Hybrid AI

From the simulation intelligence perspective, hybrid AI has several meanings:
  1. Semi-mechanistic ML, to integrate domain knowledge and data-driven learning (for example, differential equations and neural networks).
  2. Physics-infused ML, a new class of methods that integrates physics and ML in ways that can improve the performance and understanding of both.
  3. Neurosymbolic computing, or the principled integration of neural network-based learning with symbolic knowledge representation and logical reasoning.
These are tied together in myriad ways (discussed in Lavin et al '21), and applicable in a large variety of problem settings and domains (from particle physics to synthetic biology to epidemiology to climate science).

"Active" science

SI can bring about new scientific workflows that are iteratively guided by intelligent algorithms and agents, promising higher efficiency and more optimal solutions than traditional approaches. As detailed in Lavin et al '21, these methods we're building into an integrated computing Platform give rise to AI-guided, data-driven science and engineering:
  • Human-machine inference
  • Active causal discovery
  • Online experiment design and optimization
  • Inverse problem solving
  • Open-ended search and lifelong learning
The practical implementations of such systems involve innovations in human-machine teaming, or the mutually beneficial coordination of scientists and engineers with systems of AI and ML algorithms and models, various data and information flows, hardware including compute architecture and sensor arrays, etc.

Use-inspired R&D

Simulation testbeds

We build in-silico playgrounds for human experts and AI agents to design and experiment with state-of-art efficiency and fidelity, simulating counterfactuals and understanding downstream effects before deployment. To build such systems, we innovate in several key areas: mechanisms for high- and low-level causal reasoning, multi-physics and multi-scale modeling, integration of simulators and online data streams, continuous learning algorithms, integration of learning theory and physical theory (towards bespoke computational primitives and domain-specific languages (DSL)), and more. Across physical and life sciences, our simulation testbeds are necessary for advancing many promising technologies from lab concepts—across the "valley of death"—to scalable, real-world solutions.

Digital Twin Earth

We define digital twins in the scientific sense of simulating the real physics and data-generating processes of an environment or system, with sufficient fidelity such that one can run queries and experiments in-silico to reliably understand and intervene on the real-world.

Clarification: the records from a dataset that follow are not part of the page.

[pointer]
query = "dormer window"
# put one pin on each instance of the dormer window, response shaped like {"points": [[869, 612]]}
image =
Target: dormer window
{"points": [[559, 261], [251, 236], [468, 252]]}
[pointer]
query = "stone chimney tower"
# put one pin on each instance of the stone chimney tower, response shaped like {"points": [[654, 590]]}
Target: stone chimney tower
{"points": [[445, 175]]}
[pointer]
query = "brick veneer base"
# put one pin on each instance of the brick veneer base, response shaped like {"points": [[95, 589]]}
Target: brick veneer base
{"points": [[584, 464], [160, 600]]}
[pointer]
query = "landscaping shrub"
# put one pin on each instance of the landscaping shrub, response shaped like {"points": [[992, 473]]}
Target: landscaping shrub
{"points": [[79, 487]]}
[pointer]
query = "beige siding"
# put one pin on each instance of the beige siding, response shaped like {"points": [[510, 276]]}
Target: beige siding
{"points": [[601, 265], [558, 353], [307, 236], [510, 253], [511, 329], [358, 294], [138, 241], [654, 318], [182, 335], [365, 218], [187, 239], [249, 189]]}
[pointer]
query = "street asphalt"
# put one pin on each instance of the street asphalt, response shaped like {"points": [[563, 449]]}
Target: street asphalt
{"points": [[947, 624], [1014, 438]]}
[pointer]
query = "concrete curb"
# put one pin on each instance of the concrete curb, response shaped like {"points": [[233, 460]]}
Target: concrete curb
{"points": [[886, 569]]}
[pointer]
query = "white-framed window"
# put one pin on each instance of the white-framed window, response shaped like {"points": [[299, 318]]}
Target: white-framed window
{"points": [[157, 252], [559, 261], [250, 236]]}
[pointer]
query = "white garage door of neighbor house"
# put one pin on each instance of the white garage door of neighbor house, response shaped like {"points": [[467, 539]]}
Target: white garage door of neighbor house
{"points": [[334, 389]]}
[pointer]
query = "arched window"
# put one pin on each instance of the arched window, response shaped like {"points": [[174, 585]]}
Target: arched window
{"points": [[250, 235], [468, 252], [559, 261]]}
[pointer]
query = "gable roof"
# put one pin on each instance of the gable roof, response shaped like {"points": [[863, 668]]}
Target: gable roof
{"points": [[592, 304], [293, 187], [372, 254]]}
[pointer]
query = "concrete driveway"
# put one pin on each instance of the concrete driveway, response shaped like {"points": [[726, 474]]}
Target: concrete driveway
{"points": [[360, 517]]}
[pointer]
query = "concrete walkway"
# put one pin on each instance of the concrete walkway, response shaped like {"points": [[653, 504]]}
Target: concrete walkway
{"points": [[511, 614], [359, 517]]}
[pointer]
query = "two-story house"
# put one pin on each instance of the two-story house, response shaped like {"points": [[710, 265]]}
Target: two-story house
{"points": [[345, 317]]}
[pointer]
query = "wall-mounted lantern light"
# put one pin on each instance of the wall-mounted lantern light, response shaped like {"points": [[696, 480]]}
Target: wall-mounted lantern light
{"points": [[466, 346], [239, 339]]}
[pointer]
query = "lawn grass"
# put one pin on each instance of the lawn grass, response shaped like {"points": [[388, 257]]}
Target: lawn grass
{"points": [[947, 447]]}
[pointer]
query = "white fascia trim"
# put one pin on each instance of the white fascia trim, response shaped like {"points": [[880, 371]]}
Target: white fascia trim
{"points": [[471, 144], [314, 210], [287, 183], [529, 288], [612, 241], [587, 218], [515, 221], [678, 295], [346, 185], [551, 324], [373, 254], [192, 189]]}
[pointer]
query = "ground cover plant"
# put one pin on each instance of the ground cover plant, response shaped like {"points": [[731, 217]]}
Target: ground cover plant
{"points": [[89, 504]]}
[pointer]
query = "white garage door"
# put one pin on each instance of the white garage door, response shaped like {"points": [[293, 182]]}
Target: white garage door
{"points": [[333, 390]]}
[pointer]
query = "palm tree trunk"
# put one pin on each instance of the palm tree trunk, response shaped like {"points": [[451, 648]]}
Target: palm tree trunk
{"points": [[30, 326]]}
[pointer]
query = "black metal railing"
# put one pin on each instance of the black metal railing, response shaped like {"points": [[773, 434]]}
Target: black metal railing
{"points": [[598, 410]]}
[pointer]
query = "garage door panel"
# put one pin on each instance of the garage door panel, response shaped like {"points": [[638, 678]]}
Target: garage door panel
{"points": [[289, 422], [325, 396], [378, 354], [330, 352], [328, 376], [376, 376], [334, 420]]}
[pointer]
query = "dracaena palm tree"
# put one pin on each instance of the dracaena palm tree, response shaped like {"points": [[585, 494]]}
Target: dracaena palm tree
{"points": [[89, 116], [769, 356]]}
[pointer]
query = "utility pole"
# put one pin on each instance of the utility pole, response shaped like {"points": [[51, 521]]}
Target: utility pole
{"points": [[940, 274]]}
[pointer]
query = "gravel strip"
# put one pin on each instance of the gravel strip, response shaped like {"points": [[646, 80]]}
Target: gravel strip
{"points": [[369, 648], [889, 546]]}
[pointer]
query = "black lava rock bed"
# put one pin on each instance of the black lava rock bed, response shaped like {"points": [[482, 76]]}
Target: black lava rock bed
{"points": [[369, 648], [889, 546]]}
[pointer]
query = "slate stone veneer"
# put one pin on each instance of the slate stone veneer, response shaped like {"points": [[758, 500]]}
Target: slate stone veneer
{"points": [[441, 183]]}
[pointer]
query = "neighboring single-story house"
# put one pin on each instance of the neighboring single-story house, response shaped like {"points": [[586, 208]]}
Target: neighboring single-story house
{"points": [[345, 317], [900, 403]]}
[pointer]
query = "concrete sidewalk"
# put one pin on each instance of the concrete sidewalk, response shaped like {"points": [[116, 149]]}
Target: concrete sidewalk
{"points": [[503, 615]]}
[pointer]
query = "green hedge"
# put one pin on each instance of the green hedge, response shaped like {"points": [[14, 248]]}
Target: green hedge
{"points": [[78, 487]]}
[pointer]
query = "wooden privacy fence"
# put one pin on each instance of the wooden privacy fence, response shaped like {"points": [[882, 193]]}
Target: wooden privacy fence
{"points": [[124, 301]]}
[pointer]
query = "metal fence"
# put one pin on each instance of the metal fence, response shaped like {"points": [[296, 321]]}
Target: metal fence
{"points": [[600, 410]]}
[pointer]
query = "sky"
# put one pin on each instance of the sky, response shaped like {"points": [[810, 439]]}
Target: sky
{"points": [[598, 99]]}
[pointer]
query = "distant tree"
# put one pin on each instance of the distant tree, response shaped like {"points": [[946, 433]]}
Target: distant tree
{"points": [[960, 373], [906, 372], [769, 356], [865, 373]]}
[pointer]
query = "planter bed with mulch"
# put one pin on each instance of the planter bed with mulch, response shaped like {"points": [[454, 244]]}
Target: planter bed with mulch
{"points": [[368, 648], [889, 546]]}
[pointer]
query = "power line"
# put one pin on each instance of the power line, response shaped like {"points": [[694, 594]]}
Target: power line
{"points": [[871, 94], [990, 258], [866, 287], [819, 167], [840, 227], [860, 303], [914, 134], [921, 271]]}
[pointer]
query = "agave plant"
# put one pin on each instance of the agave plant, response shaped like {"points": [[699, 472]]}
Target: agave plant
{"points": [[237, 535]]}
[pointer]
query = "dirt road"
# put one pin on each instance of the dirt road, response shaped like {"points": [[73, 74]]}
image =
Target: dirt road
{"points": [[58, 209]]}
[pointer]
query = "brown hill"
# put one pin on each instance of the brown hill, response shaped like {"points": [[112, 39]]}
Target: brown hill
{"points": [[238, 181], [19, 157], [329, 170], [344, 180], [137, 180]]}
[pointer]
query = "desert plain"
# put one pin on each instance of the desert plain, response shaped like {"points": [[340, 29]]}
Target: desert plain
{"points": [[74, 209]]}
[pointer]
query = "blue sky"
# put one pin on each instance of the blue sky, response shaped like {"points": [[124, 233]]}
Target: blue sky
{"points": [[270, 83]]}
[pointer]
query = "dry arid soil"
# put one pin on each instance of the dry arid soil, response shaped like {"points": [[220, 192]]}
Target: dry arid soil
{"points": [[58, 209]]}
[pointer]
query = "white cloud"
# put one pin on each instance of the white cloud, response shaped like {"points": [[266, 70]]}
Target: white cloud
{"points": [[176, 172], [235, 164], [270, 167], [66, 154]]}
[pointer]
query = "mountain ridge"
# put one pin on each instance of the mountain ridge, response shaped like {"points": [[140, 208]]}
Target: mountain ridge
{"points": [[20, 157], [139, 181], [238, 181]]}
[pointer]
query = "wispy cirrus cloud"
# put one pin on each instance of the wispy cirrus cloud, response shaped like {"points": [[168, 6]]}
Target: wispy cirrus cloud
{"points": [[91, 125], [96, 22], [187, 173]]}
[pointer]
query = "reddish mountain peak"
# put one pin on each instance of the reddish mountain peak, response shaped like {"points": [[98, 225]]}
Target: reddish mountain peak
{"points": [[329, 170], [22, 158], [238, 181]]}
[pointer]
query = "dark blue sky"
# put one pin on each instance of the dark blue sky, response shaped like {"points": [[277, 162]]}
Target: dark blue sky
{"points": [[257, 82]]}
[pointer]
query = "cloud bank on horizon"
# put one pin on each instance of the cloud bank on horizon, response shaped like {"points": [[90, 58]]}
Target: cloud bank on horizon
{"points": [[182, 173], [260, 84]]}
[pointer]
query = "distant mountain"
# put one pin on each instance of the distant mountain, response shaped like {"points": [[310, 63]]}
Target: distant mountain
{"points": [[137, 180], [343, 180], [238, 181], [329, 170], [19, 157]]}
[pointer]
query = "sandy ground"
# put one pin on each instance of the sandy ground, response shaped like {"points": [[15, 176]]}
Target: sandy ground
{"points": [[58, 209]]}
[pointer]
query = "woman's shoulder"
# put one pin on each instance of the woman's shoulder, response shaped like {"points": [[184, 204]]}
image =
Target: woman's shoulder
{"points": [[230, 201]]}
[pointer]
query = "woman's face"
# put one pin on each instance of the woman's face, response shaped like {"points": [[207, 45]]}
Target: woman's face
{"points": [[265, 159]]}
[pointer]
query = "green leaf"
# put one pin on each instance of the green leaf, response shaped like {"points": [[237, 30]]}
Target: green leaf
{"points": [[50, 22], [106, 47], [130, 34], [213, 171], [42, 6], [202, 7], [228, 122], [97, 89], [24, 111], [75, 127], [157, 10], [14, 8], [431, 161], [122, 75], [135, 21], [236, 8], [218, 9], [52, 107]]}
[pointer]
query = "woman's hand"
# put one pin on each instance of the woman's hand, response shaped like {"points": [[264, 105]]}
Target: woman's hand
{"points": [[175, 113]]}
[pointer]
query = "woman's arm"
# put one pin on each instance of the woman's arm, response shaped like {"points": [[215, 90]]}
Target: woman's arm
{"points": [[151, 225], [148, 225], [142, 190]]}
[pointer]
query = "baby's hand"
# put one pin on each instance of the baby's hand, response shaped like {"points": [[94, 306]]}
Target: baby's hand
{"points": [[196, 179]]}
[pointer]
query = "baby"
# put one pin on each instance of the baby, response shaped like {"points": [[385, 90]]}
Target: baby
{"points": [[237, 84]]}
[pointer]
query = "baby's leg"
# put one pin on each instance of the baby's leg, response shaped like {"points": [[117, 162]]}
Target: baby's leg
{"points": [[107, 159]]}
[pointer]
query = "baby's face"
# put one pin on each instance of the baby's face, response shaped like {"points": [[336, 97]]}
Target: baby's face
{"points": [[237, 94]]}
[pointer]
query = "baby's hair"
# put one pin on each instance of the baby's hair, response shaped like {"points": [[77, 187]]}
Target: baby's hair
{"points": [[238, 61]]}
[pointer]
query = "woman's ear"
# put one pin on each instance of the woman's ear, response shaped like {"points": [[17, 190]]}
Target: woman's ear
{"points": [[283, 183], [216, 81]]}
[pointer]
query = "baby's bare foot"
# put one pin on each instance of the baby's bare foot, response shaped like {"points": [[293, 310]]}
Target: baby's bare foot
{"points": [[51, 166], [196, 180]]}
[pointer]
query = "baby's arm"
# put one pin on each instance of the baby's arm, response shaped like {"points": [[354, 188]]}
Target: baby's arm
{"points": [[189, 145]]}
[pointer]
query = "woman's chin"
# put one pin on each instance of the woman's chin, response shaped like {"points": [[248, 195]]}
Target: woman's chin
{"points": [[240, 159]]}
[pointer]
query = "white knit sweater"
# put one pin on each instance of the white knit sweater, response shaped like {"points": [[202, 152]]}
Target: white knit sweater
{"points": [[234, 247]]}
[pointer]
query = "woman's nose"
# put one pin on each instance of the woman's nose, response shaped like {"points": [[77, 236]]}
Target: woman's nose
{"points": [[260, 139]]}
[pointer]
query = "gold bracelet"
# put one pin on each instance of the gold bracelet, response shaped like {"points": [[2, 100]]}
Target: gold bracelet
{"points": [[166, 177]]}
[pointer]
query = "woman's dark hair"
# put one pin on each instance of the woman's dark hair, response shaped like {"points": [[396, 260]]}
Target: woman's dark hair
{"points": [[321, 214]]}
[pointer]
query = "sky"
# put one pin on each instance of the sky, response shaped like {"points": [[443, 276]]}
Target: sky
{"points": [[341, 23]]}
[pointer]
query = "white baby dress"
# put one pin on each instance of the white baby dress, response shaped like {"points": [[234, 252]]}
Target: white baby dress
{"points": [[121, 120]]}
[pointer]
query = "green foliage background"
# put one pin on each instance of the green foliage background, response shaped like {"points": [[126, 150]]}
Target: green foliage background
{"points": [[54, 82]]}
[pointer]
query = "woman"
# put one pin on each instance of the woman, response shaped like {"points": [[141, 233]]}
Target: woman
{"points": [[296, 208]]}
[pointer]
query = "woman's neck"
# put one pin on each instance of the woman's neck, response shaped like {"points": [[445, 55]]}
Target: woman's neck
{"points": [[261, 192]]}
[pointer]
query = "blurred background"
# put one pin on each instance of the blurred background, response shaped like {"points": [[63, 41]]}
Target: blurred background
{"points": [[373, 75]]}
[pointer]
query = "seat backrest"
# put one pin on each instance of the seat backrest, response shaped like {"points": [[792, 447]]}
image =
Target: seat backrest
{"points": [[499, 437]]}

With a consortium of partners at NASA Frontier Development Lab (nasa.ai), we are building highly efficient AI-driven simulators of Earth systems at all scales — from hyperlocal flood simulations to macro effects of solar weather, from wildfires in Australia to ice sheets in the Arctic, and so on.

Software 3.0

Probabilistic & Dynamic Computing

We build technologies for probabilistic reasoning, uncertainty-aware computation and AI, and reliable cyberphysical systems. Playing a key role is probabilistic programming, an AI paradigm that equates probabilistic generative models with executable programs, thereby enabling rich and complex models to be flexibly built with programming constructs. Not to mention dynamic computing: when inputs and environments change over time, software has a varying amount of correctness and efficiency wrt input. These, along with probabilistic numerics and continual learning, can help inform the design of new computing paradigms and new definitions of reliability in this increasingly uncertain, data-driven world.

Machine Programming

SI pushes us to rethink the full hardware-software stack, presenting valuable opportunities to build primitives for learning, simulating, and reasoning; for instance, we're building forward-backward differentiability up-and-down the stack. Machine programming is a new class of technologies that can understand code of myriad types across platforms, auto-compose them into working systems, and then optimize these systems to execute on the underlying (heterogeneous) hardware; MP aims to automate and optimize software development.